Format: | LP |
Availability: | Out of stock |
FKR024LPX
01/04/2022
Back in 1968, a pair of Germanic behind-the-scenes sound librarians called Horst Ackermann and Heribert Thusek left a tiny but indelible pinprick on the history of German Pop in the misshaped form of a sexy horror cash-in concept album called ‘Dracula’s Music Cabinet’. Shelved at a micro-cosmic axis where Krautrock meets lesbian vampire Horrortica and easy listening meets psychedelia, the delayed reaction of this mutant concoction eventually exploded in the mid-1990s in the hands of a generation of ‘record diggers’ sending currency-crushing tremors through the wallets of mods, rockers, hip hoppers and psych nuts around the plastic-pillaging planet. The vinyl junkies had resurrected a monster but, like addicts do, they ravenously sucked it dry and moved on looking for the next fix to feed their habit.
Luckily for some, Ackermann and Thusek were also creatures of habit. And it wouldn’t take a genius to figure out that they were holding the next dose, but by the turn of the millennium the mad scientists had been given a thirty-five-year head start on the pop archaeologists and their mythical sequel was literally light-years ahead of their previous draconian instalment. Encouragingly, the unclosed cabinet left a shiny white clue in the form of its closing track ‘Frankenstein Meets Alpha 7’.

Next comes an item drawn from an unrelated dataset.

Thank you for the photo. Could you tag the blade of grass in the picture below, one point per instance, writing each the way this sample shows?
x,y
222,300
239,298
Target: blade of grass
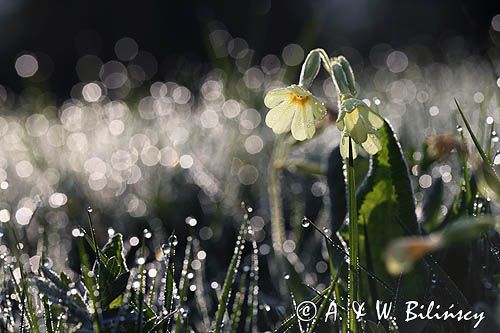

The Ackermann and Thusek duo were far from dynamic. They were undercover agents hiding behind user-friendly mock-rock monikers and, like most B-Musicians, the only way to sniff them out would be to read the small print. But when an unidentified record on an unknown label with a title like ‘Science Fiction Dance Party’ crops up in the Eins Deutschmark crates it’s not exactly rocket science - although the track titles might suggest otherwise. ‘The End Of A Robot’, ‘Monster On Saturn 1’, ‘Galactic Adventures Of The Outer Space Fleet’, ‘The Whistling Astronauts’, ‘Death Rays Out Of The Universe’... The tell-tale signs are all there and if that doesn’t clench the deal then what will?
Even rarer than its horror counterpart, this ultra-rare record regularly reaches sums in excess of €400 plus online.